/ 17 November 2023

Restaurant craze red in tooth and claw

Food Friday Main1
Raw deal: Beef tartare is on many fine-dining menus. Photo: Delwyn Verasamy

BARBARISM has long been defined by the kind of food taboos that the supposed barbarian breaks. 

As in: “Those people are barbarians, they eat cows.” Or: “Those people eat horses and frogs.” Or: “Those people eat dogs and cats.” And: “Those people eat pigs.” 

Rewind the tape a few centuries, and the accusation sometimes took a more hectic turn: “Those people eat people.” Which was a valid criticism, to be fair. 

Cut to 2023, and the bar of dietary barbarism is much lower. If you enjoy eating animals of any sentient species, you are now understandably unpopular among a vast community of vegetarians and vegans, not to mention the climate activists urging a human retreat from meat as a planet-saving imperative. 

Of course, this wave of conscience will not deter most of the world’s flesh-eating barbarians, no matter how ethically and scientifically compelling it is. 

Yes, the practice of eating meat is in some measure culturally trained and legitimated — today’s middle-class children are more likely to be vegetarian because they are granted more power to reject meat than my generation enjoyed, along with more information to guide their decisions. 

But there is another layer to the impulse — a biochemical one, which varies in strength from body to body. 

Human carnivorousness is pre-cultural as well as cultural — the legacy of a very long spell of omnivorous desperation in the blood-spattered forests of our evolutionary past. Big red crowds of calories spoke a very persuasive language to a hunter-gathering ape, and they still speak it. 

And then there’s another ancient genetic reflex we are saddled with — the rebellious urge to choose pleasure over virtue. 

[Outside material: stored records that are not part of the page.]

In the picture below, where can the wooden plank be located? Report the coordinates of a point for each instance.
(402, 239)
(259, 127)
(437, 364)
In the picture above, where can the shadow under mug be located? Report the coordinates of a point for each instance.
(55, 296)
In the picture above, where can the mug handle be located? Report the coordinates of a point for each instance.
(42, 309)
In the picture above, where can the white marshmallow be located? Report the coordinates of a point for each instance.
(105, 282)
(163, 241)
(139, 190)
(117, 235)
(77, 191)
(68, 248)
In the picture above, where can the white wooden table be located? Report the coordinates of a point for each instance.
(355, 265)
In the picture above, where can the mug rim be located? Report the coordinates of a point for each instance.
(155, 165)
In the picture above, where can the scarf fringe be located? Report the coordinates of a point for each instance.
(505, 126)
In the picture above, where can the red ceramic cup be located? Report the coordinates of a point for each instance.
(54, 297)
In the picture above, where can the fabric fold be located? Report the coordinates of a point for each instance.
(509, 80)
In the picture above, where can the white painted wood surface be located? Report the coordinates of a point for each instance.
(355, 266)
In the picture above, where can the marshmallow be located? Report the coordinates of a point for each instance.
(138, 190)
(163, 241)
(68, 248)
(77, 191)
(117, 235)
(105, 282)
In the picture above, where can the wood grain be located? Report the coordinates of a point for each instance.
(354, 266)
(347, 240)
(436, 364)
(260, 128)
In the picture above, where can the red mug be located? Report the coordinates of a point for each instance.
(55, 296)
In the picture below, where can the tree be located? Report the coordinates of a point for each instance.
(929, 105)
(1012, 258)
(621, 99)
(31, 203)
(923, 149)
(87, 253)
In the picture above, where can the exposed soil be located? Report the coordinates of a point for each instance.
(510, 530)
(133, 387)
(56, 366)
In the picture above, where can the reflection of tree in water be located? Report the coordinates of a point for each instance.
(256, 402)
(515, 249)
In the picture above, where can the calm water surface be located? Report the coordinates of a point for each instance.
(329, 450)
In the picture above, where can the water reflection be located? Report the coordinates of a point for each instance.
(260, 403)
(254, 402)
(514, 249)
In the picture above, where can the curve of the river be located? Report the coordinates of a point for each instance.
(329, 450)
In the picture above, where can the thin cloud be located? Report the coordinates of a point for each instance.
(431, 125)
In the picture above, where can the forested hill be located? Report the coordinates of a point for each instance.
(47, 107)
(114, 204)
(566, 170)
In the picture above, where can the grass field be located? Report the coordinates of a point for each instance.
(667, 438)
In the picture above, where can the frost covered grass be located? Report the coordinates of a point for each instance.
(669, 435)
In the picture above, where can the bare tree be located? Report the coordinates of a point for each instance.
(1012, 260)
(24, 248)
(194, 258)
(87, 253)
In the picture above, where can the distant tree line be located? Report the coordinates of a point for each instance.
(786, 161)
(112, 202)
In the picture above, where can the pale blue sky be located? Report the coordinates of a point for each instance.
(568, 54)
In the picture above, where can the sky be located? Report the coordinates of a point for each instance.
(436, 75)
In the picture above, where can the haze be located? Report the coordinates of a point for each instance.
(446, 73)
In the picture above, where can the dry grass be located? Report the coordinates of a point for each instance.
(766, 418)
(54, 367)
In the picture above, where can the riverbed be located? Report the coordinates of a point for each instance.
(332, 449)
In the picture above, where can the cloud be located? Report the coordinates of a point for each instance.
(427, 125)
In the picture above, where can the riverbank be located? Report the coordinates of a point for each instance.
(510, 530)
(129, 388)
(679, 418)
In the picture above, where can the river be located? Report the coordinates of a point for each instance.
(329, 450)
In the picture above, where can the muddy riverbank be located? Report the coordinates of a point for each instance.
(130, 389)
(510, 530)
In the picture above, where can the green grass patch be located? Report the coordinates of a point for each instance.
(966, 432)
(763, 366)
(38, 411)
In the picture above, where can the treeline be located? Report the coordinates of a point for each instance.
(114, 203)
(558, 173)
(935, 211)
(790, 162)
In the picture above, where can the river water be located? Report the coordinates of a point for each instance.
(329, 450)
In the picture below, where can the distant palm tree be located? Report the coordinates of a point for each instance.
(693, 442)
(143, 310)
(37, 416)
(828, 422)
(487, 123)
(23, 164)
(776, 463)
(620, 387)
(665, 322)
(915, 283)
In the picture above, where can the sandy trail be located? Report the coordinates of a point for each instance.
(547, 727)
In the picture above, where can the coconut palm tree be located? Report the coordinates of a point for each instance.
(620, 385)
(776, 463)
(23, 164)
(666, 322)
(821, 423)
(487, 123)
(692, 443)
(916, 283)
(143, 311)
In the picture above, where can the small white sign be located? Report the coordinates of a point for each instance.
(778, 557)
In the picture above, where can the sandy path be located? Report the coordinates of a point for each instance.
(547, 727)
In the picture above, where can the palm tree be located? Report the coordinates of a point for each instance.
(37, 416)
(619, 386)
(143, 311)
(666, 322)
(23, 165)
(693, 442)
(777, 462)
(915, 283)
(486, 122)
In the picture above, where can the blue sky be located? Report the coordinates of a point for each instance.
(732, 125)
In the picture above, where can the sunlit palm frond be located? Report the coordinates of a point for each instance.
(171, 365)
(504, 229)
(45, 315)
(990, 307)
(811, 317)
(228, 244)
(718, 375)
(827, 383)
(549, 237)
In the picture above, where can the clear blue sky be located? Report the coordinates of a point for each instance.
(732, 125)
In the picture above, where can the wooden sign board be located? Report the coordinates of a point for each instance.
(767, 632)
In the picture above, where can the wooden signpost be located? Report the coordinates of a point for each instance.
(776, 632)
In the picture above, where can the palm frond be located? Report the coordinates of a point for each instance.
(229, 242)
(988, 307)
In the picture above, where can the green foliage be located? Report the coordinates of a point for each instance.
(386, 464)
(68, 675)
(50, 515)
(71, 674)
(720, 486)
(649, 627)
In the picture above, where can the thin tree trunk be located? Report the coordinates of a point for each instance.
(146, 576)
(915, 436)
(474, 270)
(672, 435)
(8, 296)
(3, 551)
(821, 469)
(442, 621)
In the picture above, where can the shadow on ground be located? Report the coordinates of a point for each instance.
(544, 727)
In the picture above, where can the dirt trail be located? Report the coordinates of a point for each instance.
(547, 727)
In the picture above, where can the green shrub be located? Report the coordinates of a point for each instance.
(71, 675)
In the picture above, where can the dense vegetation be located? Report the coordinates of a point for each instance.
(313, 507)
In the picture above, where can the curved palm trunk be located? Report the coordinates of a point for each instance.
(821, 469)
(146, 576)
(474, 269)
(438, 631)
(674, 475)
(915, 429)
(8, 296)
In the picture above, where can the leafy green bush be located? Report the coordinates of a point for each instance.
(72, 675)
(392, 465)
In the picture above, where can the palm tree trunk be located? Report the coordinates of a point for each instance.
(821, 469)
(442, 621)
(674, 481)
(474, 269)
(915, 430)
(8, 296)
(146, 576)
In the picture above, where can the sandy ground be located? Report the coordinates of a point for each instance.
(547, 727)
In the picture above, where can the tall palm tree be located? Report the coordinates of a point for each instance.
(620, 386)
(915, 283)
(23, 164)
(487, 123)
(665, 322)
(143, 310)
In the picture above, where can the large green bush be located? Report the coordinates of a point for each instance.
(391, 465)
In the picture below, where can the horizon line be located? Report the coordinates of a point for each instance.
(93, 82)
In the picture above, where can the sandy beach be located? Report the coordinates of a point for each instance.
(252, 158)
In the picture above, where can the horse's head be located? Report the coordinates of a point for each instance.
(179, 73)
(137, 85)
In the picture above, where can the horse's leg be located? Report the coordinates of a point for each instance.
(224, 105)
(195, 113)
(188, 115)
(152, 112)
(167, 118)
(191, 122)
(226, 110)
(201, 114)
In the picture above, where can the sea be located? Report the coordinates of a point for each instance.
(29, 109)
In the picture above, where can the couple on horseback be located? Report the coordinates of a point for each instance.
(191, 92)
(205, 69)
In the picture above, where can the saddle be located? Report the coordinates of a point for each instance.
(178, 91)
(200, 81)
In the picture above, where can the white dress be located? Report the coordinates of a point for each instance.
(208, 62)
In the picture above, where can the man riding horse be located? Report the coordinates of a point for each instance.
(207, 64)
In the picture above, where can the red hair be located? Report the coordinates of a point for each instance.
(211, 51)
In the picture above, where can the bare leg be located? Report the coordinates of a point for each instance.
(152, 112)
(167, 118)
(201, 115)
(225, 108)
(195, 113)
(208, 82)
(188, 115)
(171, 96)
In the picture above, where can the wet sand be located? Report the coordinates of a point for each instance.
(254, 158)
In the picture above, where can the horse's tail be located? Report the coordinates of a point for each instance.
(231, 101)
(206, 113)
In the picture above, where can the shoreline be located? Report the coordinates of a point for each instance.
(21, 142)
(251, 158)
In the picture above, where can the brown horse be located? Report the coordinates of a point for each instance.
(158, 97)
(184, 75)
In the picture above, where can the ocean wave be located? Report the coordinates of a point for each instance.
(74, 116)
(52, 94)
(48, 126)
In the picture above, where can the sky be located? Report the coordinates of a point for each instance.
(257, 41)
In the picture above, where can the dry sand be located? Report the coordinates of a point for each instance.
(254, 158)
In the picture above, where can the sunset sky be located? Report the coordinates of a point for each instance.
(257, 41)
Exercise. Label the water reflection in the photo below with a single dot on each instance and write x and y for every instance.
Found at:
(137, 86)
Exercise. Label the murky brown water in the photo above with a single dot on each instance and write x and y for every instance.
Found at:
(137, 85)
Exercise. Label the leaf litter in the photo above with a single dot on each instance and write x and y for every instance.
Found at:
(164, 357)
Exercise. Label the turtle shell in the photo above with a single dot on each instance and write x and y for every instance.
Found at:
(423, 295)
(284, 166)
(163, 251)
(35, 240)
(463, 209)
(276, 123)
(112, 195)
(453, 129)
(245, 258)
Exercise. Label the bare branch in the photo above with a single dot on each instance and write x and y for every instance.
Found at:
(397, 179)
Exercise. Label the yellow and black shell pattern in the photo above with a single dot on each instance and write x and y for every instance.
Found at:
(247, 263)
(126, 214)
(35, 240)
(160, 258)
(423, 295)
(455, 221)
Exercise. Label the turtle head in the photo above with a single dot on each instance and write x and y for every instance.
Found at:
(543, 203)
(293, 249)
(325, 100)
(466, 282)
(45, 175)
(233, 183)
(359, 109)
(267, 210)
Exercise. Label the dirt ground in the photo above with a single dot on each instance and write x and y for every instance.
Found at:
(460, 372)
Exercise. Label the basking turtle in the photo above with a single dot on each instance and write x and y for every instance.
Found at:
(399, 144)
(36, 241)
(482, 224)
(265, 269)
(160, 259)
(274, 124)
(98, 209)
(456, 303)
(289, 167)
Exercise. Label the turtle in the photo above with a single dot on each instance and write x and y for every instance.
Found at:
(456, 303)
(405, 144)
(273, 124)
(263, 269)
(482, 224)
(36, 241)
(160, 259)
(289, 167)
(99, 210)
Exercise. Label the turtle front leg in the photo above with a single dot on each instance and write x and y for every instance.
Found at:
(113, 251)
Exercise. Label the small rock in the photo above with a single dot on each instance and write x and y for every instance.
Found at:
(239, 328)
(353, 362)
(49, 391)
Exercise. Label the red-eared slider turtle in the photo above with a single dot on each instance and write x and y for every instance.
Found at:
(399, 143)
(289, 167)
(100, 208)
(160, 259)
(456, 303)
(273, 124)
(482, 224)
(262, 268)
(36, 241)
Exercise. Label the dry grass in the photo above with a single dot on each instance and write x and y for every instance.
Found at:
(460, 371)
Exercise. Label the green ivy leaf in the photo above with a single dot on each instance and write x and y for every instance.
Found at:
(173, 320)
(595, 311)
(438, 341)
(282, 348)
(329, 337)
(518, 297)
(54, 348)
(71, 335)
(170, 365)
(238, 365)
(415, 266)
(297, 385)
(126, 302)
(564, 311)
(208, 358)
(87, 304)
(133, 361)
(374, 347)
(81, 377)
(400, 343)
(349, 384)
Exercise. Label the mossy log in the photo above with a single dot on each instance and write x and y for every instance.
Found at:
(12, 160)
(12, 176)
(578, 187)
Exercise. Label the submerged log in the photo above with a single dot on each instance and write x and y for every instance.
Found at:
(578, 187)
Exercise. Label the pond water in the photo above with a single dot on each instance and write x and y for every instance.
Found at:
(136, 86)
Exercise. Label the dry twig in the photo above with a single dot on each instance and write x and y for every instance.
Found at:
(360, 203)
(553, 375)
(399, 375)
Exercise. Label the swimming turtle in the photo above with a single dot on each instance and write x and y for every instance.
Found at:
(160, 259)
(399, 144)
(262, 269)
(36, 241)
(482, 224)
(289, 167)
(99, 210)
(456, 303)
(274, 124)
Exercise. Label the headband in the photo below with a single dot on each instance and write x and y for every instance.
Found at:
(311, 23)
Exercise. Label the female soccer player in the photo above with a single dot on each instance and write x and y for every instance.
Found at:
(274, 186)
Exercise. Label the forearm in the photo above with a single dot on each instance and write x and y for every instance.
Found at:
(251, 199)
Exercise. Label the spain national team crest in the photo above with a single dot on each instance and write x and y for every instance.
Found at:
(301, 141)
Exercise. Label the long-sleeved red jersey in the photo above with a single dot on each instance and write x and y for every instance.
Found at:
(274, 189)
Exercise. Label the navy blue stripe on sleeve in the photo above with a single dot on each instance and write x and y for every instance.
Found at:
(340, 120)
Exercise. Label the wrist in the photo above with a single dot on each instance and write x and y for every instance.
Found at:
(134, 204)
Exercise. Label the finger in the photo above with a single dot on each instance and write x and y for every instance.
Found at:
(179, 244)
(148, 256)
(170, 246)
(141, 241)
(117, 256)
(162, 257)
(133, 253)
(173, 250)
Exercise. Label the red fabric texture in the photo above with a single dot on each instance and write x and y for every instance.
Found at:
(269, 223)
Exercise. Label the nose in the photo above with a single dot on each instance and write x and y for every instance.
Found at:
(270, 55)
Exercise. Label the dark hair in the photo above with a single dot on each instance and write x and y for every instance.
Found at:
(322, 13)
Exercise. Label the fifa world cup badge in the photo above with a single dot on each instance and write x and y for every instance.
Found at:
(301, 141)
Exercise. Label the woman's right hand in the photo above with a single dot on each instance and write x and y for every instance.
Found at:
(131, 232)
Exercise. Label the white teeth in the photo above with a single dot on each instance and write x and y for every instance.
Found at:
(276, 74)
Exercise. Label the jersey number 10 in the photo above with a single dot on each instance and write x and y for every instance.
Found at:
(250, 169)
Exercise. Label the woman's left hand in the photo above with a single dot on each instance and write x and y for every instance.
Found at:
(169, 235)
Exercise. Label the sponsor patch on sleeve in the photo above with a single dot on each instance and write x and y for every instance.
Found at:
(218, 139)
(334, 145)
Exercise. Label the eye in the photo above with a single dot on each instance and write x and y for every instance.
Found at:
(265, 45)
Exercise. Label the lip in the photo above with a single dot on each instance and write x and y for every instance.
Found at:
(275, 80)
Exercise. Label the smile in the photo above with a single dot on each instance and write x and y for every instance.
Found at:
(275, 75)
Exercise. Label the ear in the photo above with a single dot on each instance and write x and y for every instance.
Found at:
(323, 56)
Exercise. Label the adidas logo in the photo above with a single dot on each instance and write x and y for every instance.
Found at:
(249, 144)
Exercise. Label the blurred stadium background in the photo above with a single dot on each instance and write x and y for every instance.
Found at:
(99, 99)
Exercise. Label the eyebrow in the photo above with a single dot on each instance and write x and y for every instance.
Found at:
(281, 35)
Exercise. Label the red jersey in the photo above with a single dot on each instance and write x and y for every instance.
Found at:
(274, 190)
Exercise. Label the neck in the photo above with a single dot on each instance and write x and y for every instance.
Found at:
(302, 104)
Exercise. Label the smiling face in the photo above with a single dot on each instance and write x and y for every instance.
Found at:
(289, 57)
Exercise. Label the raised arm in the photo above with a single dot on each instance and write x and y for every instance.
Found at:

So, for many of us, the very idea that red meat is fatally problematic, that it is yesterday’s protein, only adds a juice of transgressive joy to the spectacle of a plateful of it on one’s table. And if it’s raw, all the juicier. 

Steak tartare, the French early-20th-century hotel classic, is still a fixture on fine-dining menus from Seoul to Sydney to Santiago. 

Raw beef dishes in general are defiantly in vogue. Chefs love them, partly because they use up off-cuts from the rest of the meat menu and partly because they provide a rich and dramatic canvas for flavour experimentation. 

And the customers who order steak tartare love it because it presses various good buttons at once — it’s a bit wild, but also a bit cosy, and also a bit fancy. You know that you are properly out for dinner when you eat raw beef.  

And afterwards, you might find yourself convinced that you have secured your physical survival for several days to come. 

On the eve of a big high-school exam, my father used to serve us home-made steak tartare — he reckoned it would give us predatory mental sharpness. 

“It’s a kick in the ass!” he said. 

We dutifully ate it, while quietly thinking that the kick in the ass provided by a well-done cheeseburger would have been just as firm.  

But nowadays I get what he was on about. The long-term health benefits of raw meat are debatable — but the short-term energy bump is real. 

In Joburg, you can order first-rate steak tartare in several good restaurants — including an excellent Asian-inspired version served by Acid in Parktown North (see review on this page) in which the meat is adorned with a soy-cured raw egg yolk and instilled with togarashi, a Japanese spice mix that starts quietly and then hits the back of your net with the elegant shock of a Kaoru Mitoma goal. 

For another raw-red contender, go to Little Addis, facing 44 Stanley in Braamfontein Werf, where you can order Ethiopian kitfo — raw beef with Ethiopian butter (niter kibbeh) and a complex seasoning. The softly fermented sourness of injera flatbread sharpens the fresh, lean tang of the beef. 

You can find beef or venison carpaccio at any one of Joburg’s catalogue of proper Italian places. As far as raw meat goes, carpaccio might be termed entry-level;  the thinness and relative dryness of the slices makes the whole experience a shade tamer. But not any less delicious. 

I have struggled to find yukhoe on any of Joburg’s Korean menus — but the traditional yukhoe marinade of soy sauce, sesame oil, garlic and sugar sounds eminently doable at home. 

Which raises the obvious question: is it safe to make your own raw beef dishes? Absolutely, provided you use good-quality fresh steak, and slice or grind it yourself. Never use store-bought beef mince. Pathogens such as  salmonella and E. coli emerge after exposure to air, so you need to serve your dish soon after preparation, preferably using cold dishes and utensils. 

Needless to say, the cow you’re eating should have lived a good life, eating grass in big fields, and then been slaughtered as humanely as possible.  Acid’s Doveton buys from Impala Butchery in Northcliff, which stocks Boomplaats organic-certified beef and other ethically produced meats.  

Because even barbarians need principles.